December 23, 2011 14:29

Dual system of law

Although settlers in the Occupied Territories live in an area that is subject to military rule, and despite the fact that the settlements have not been formally annexed, Israel has applied a substantial part of Israeli law to the settlers. As a result, Israeli civilians living in the Occupied Territories are not subject to military or local law, as are the Palestinians, but are prosecuted according to the Israeli penal law.

The Emergency Regulations (Offenses in the Occupied Territories – Jurisdiction and Legal Assistance), 5727-1967, enacted by the Minister of Defense in July 1967, provided that Israeli civilians who have committed offenses in the Occupied Territories can be tried also in Israeli civil courts. This created extra-territorial personal status for Israeli civilians in the Occupied Territories. Since then, the Knesset has regularly extended these regulations.

Being subject to the Israeli judicial system, settlers enjoy liberties and legal guarantees that are denied Palestinian defendants in the Occupied Territories charged with the same offense.

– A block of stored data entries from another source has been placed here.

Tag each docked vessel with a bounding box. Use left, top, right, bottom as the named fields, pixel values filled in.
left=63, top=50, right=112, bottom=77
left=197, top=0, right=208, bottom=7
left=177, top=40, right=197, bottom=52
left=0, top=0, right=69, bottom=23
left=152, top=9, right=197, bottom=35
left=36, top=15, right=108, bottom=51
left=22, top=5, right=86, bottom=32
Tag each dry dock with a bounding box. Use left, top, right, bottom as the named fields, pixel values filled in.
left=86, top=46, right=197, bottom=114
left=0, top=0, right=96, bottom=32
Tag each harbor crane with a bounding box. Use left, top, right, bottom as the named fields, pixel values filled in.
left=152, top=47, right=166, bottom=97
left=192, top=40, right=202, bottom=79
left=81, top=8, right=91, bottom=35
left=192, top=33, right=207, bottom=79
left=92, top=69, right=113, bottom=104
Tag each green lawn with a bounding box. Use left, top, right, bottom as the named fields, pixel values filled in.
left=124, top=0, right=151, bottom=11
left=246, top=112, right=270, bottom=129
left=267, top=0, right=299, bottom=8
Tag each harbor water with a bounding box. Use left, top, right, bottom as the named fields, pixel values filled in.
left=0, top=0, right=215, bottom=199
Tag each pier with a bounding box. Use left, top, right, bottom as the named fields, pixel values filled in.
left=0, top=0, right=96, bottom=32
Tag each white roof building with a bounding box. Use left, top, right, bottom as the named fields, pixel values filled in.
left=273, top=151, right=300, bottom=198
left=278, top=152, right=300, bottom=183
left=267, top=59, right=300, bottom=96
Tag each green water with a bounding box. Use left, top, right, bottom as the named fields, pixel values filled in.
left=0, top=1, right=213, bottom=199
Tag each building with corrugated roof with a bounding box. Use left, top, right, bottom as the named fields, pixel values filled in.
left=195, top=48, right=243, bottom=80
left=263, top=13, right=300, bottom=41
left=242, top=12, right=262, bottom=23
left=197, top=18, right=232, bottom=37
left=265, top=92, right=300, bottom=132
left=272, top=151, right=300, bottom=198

The authority to arrest an individual, the maximum period of detention before being brought before a judge, the right to meet with an attorney, the protections available to defendants at trial, the maximum punishment allowed by law, and the release of prisoners before completion of their sentence – all of these differ greatly in the two systems of law, with the Israeli system providing the suspect and defendant with many more protections.

Thus, different legal systems are applied to two populations residing in the same area, and the nationality of the individual determines the system and court in which he or she is tried. This situation violates the principle of equality before the law, especially given the disparity between the two systems. It also violates the principle of territoriality, conventional in modern legal approaches, according to which a single system of law must apply to all persons living in the same territory.

All persons suspected of committing an offense in the Occupied Territories must stand trial according to the same judicial system and the same laws, irrespective of their ethnic identity. The application of Israeli criminal law solely to Israeli civilians and non-Israeli Jews must be abolished. In accordance with international law, as long as Israel continues to control these territories, military justice and local law must apply to everyone who breaks the law in the Occupied Territories, while protecting human rights.